El pasado 4 de septiembre se cumplieron 200 años desde que Simón Bolívar zarpó a bordo del bergantín Congreso, rumbo a la Gran Colombia, para nunca regresar. En la historia iberoamericana, Bolívar aparece invariablemente como el gran adalid de la independencia.
Se le honra denominando con su nombre plazas, ciudades, una república y hasta folclóricas religiones políticas contemporáneas. Sin embargo, un examen sereno y documentado revela que, en el caso peruano, la huella que dejó está atiborrada de felonías.
En sus cartas privadas y en su conducta política afloró un pensamiento marcadamente elitista y racista. A Francisco de Paula Santander le escribió en 1824: “Los quiteños y los peruanos son la misma cosa: viciosos hasta la infamia y bajos hasta el extremo. Los blancos tienen el carácter de los indios, y los indios son todos truchimanes, ladrones, embusteros, falsos, sin ningún principio moral que los guíe”.
Según el almirante norteamericano Hiram Paulding, que lo visitó en el Perú, Bolívar calificó a los peruanos de “cobardes” y afirmó que “como pueblo no tenían una sola virtud varonil”.
En 1824 restableció el tributo indígena, expropió las tierras comunales y abolió los cacicazgos, debilitando profundamente las redes ancestrales de protección.
La campaña libertadora tampoco fue un acto desinteresado. El Perú debió financiar cuantiosas erogaciones y asumir deudas con la Gran Colombia, Chile, Inglaterra, España y acreedores internos. El monto ascendió a 1,8 millones de libras esterlinas y 54 millones de pesos. En 1826, el Estado peruano cayó en moratoria y arrastró la bancarrota durante dos décadas.
Sus decisiones también nos supusieron inmensas pérdidas territoriales. Su egolatría y proyecto político impulsaron la creación de Bolivia en 1825, arrancando el Alto Perú de la jurisdicción limeña. Favoreció la anexión de Guayaquil a la Gran Colombia, privando al Perú de un enclave estratégico en el Pacífico.
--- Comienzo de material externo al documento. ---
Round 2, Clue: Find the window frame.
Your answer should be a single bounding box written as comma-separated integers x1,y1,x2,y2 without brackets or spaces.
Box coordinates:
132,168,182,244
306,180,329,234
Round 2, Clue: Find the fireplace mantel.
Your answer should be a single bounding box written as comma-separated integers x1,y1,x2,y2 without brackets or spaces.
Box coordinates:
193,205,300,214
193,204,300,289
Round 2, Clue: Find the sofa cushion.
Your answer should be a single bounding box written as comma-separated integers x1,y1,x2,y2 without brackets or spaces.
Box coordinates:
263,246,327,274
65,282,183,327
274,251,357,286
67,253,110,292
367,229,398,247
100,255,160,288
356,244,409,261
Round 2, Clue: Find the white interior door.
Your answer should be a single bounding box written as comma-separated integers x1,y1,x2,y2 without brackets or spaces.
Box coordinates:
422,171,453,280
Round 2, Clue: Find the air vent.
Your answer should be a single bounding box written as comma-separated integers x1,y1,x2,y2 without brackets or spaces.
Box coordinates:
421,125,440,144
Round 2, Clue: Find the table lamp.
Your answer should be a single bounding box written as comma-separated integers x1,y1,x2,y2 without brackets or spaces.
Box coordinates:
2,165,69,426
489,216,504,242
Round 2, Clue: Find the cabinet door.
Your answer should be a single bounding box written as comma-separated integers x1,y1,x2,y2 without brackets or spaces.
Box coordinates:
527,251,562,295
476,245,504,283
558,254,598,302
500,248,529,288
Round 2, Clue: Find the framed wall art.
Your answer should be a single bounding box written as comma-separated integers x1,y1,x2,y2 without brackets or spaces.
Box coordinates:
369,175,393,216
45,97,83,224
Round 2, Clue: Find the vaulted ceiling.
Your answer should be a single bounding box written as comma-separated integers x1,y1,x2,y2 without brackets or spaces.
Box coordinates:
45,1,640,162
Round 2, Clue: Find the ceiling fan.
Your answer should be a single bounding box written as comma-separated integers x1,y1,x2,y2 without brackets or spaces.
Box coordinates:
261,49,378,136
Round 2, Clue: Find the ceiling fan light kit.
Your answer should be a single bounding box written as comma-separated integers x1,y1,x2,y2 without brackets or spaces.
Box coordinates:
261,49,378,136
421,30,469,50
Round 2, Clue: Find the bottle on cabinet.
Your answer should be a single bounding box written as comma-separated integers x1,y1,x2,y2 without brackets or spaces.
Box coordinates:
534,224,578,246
Asimismo, las pretensiones grancolombianas sobre Jaén y Maynas abrieron un ciclo de disputas fronterizas que se prolongaría por más de un siglo.
No en vano, el historiador Herbert Morote sentenció: “Bolívar sacrificó, expolió, engañó y cercenó al país a tal extremo que ninguna otra nación latinoamericana jamás llegó a pagar por su independencia lo que el Perú pagó por la suya”. Karl Marx, en su ensayo Bolívar y Ponte (1858), lo llamó “el Napoleón de las retiradas”. En carta posterior a Engels lo calificó como “el canalla más miserable y brutal”.
Bolívar, halagado hasta el extremo a su llegada al Perú en 1823, dejó el país tres años después, con una Constitución que lo declaraba presidente vitalicio, la cual sería derogada en apenas 49 días. En 1828, la Gran Colombia, de la que ejercía la Jefatura de Estado, le declaró la guerra al Perú exigiendo indemnización por la independencia, la entrega de Tumbes, Jaén y Maynas y la desocupación de Bolivia.
Por medio de las armas no tuvo éxito. La contundente respuesta peruana fue el bloqueo naval en el Pacífico desde Tumbes hasta Panamá, y el asedio y ocupación de Guayaquil; ambos hasta el día del armisticio.
Hoy, gobiernos y movimientos políticos mantienen un culto cuasi mesiánico en torno a su memoria, usándolo como herramienta ideológica. Pero quienes enarbolan banderas bolivarianas harían bien en abrir los ojos: Bolívar, en su relación con el Perú, dejó harto más sombras que luces. Fue un caudillo que despreció a los indígenas, hipotecó el futuro financiero del país y propició la amputación de gran parte de su territorio.
La historia no debe confundirse con el mito, ni el heroísmo retórico con la amarga realidad de su legado. Y acaso, dos siglos después, sigue flotando la incómoda pregunta: ¿Fue Bolívar el que jodió al Perú?